Еще одна помеха в формировании настоящей королевской области — довольно рудиментарная административная структура. Для управления страной суверен окружил себя священниками королевской капеллы, одни из которых выполняли при его дворе чисто духовные функции, в то время как другие составляли персонал королевской канцелярии. Она и являлась единственным настоящим «министерством». С виду учреждение со сложной структурой, в действительности же она была задумана очень просто. Был архиканцлер Германии, прелат из высшего духовенства (как правило, это архиепископ Майнцский), как и его коллеги верховные канцлеры Италии (архиепископ Кельнский) и Бургундии (чаще всего архиепископ Безансонский); но имелось всего одно подразделение, теоретически руководимое этими тремя лицами, а практически подчиненное своему собственному начальнику — рейхсканцлеру, участвовавшему вместе со своими подчиненными в управлении не только Германским королевством, но и всей империей. Для центрального руководства имелся также двор с советниками короля — его родственниками, друзьями, лично преданными ему должностными лицами, чье положение крепостной знати зависело от королевских милостей — и с четырьмя высшими служителями: дворецким, стольником, маршалом и постельничим, чьи чисто почетные обязанности традиционно выполнялись пфальцграфом Рейнским, герцогом Богемским, герцогом Саксонским и герцогом Швабским.

Ступенькой ниже нет ничего. На местах функции графов феодализируются.
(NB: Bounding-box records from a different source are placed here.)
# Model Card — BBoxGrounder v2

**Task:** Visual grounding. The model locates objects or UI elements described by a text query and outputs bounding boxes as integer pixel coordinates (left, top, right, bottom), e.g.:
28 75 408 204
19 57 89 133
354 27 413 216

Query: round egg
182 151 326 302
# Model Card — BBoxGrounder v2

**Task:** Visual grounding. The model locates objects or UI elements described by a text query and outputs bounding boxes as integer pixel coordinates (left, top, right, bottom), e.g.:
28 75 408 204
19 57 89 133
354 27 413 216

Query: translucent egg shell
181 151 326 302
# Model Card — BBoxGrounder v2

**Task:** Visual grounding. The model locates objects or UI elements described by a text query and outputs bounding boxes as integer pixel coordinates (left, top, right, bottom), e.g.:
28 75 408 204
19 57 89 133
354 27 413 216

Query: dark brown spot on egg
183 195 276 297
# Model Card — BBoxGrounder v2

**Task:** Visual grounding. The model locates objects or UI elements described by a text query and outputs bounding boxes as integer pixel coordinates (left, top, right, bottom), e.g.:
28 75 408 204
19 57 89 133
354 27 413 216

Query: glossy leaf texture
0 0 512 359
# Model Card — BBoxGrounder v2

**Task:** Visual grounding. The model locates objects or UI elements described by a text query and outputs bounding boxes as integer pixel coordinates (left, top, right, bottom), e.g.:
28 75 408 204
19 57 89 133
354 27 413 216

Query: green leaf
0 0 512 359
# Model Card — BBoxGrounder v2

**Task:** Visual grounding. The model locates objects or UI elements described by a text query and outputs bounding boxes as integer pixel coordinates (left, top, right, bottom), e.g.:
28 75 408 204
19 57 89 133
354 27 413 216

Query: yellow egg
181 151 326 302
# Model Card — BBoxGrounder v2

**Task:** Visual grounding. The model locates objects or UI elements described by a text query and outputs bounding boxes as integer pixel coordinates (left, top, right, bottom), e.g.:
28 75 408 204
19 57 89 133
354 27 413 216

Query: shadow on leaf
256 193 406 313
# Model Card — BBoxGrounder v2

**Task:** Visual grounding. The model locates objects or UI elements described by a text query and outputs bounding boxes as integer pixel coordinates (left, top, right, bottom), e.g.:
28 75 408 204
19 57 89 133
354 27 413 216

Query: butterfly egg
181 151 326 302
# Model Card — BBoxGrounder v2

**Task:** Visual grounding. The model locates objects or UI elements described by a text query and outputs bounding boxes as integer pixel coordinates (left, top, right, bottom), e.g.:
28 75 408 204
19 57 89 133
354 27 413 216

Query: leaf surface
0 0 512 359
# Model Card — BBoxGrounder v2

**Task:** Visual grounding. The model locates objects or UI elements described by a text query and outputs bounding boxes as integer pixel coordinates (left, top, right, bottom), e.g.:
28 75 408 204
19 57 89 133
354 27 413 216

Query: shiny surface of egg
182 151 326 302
Единственным органом, представлявшим одновременно центральную и местную власти, являлось собрание принцев, сейм (германский, когда там собирались только немцы, имперский в остальных случаях). Но он все чаще выступал в качестве феодальной ассамблеи, объединявшей вассалов монарха.

В этом и состояла главная реальность, а именно феодализм, мешавший королю постоянно осуществлять свою власть над сеньорами. Конечно, следуя традициям Оттона, он имел, во всяком случае теоретически, не только обычные права сюзеренности, ибо все принцы (герцоги, маркграфы, графы, виконты и высшее духовенство) присягали ему на верность, даже если они помимо того клялись ему в верности в благодарность за пожалованные им лены (что бывало чаще всего). Отсюда следует, что они должны были подчиняться его приказам, особенно если эти приказы одобрялись сеймом, тогда как клятва в верности обязывала их только давать ему советы, поддерживать в судебных делах, оказывать финансовую помощь в особых случаях и военную помощь определенное количество дней. Если принц нарушал свою клятву верности, монарх мог наказать его и даже лишить титула и должности. Но, как считала знать, надо еще, чтобы это одобрило собрание принцев, и обычно, если феодальный суд постановлял о конфискации ленного владения принца (герцога, маркграфа или графа), то этот лен вновь жаловался другому лицу. Единственным преимуществом, которое монарх мог извлечь из этой процедуры, являлось право выбора нового обладателя лена.

В итоге все это доказывает, что в решении государственных вопросов (верность королю, подчинение его приказам) феодальные обычаи и особенно последнее слово оставались за монархом в той мере, в которой он был силен своей собственной властью как в самой Германии, так и в других королевствах.